Für Decken- und Wandverkleidungen sowie Vorsatzschalen werden Lehmbauplatten in Holzrahmen eingepasst oder auf Stahlprofile montiert. Sie können mit normalem Werkzeug bearbeitet werden und sind häufig mit Nut und Feder versehen, so dass die Herstellung und das Anbringen der Verkleidungen an Wänden und Decken recht einfach ist. Als Finish dienen Lehm-Feinputzmörtel und Lehmfarbe. 

Besonders erwähnenswert ist die Eignung der Lehmbauplatte in Kombination mit einer Wandheizung, da sich die positiven Eigenschaften des Lehms zur Schaffung eines gesunden Wohnklimas mit der gleichmäßigen, verwirbelungsfreien Wärmeabstrahlung zu einer besonders behaglichen Wohnatmosphäre verbinden.

Lehmputz, das Finish für Lehmsteinwände und -mauern

Die natürliche und ideale Ergänzung zu Lehmbauwänden ist der Lehmputz, kann aber auch in Verbindung mit traditionellen Baustoffen verwendet werden. Was Lehm generell auszeichnet – generell die Wärme und Feuchte aussgleichende sowie Wärme speichernde  Eigenschaft – bietet auch der Lehmputz. 

In den Handel kommen Lehmputze als Trockenmischungen in unterschiedlichen Körnungen als Fein - oder Strukturputz. Auch die Färbungen können aufgrund des verwendeten Rohstoffs unterschiedlich sein. Manche Hersteller bieten durch Pigmentbeimischungen in der Tockenmasse zusätzliche Farbstellungen an.
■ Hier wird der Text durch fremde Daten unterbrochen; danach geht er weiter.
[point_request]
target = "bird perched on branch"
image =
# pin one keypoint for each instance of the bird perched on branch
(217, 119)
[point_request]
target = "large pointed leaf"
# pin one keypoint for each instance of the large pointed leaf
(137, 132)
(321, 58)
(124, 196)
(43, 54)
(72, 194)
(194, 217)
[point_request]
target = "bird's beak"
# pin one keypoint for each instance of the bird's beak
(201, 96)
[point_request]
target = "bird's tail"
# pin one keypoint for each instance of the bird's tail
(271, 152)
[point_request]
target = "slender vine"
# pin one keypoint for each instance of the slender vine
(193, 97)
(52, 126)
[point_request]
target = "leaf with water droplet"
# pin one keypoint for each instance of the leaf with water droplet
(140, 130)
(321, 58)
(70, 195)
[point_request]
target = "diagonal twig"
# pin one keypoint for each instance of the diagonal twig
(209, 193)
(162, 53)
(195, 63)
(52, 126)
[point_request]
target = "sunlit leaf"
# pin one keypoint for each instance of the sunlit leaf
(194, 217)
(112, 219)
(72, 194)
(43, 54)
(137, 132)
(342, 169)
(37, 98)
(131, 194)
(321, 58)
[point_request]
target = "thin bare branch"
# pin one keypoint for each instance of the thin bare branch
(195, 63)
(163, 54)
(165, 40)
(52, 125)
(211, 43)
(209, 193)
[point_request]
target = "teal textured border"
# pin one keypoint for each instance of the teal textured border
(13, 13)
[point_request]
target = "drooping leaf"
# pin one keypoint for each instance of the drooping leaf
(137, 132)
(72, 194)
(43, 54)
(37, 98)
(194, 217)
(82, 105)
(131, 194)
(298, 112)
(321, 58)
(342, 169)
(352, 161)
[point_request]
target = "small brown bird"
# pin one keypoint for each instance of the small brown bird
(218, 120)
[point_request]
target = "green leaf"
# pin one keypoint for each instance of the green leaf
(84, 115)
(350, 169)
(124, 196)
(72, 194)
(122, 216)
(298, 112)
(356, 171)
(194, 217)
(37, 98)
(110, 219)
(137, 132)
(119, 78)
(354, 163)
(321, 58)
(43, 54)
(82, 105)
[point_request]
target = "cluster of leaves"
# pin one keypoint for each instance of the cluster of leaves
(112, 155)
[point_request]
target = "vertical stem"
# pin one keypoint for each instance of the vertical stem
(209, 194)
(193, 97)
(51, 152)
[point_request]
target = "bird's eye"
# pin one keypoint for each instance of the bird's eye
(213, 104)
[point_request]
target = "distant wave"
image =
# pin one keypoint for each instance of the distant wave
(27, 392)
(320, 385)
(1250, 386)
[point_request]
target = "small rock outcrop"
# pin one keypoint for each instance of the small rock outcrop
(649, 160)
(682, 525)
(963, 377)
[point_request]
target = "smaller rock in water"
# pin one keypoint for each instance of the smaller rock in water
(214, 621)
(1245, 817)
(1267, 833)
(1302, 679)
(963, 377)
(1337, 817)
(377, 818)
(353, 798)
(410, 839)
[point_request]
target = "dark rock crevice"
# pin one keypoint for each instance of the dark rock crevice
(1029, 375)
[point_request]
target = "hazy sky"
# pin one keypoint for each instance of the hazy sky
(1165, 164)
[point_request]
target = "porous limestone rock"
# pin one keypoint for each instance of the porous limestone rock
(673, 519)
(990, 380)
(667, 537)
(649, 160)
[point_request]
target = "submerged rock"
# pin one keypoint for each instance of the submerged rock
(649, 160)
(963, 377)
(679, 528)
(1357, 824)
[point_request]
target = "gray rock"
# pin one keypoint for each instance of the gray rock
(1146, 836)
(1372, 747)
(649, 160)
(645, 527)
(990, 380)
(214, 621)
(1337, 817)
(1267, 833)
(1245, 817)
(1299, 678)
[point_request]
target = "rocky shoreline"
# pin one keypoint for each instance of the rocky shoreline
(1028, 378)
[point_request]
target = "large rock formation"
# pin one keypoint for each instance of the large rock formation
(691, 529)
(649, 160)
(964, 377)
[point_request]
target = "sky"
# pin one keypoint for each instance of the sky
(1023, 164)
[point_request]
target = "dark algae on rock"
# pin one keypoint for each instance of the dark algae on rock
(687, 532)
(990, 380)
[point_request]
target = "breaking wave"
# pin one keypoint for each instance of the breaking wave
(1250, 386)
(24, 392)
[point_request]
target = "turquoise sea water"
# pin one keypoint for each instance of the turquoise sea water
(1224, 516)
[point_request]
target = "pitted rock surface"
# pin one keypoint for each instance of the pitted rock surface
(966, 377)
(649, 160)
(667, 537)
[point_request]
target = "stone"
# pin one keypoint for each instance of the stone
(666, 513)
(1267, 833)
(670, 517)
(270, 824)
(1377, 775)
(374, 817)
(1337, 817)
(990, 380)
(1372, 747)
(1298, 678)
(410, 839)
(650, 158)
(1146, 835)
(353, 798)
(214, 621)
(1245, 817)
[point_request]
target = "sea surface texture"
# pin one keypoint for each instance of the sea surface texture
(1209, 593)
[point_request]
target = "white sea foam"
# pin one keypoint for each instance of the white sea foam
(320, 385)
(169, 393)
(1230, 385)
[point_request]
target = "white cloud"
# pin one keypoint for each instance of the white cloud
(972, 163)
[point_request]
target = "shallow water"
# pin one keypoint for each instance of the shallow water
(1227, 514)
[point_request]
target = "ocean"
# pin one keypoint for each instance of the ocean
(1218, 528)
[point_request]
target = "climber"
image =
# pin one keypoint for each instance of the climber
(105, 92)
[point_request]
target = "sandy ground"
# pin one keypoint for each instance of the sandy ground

Das kann man auch selber machen, indem man natürliche Farbpigmente kauft und trocken beimischt. 

Die Verarbeitung von Lehmputz ist denkbar einfach: Nach der Beimischung von Wasser  erfolgt der Auftrag mit der Kelle oder im Spritzverfahren. Nach dem Antrocknen wird mit dem Schwammbrett verrieben und geglättet. Eine eventuell gewünschte weitere Feinglättung ist mit Filz und Holzbrett sowie dem Glätter möglich.

Lehmfarben, die ganze Palette des Regenbogens

Wenn Sie ganz konsequent den natürlichen Baustoff Lehm für Decken und Wände verwendet haben, fehlt nur noch die farbige Gestaltung – ebenfalls unter Einsatz des natürlichen Grundstoffs Lehm. Dabei dürfen Sie sofort Abschied nehmen von der Vorstellung, dass es nur Erdfarben von lichtem Ocker über gebranntes Siena bis Umbra natur gibt. Nein, die Lehmwelt kann so farbig sein, wie Sie sich das wünschen. Dabei können Sie bei den verschiedenen Anbietern in aller Regel wählen, ob Sie 

  • fertiges Lehmfarbenpulver zum Anmischen mit Wasser
  • Mischungen zum Abtönen
  • organische oder anorganische Pigmente

nutzen wollen. In jedem Fall wird höchste Lichtechtheit auf der Wollskala von 7-8 angegeben. Lehmfarben sind wasserlöslich und abwaschbar, als Trockenmischung unbegrenzt haltbar, Farbreste sind ökologisch unbedenklich entsorgbar.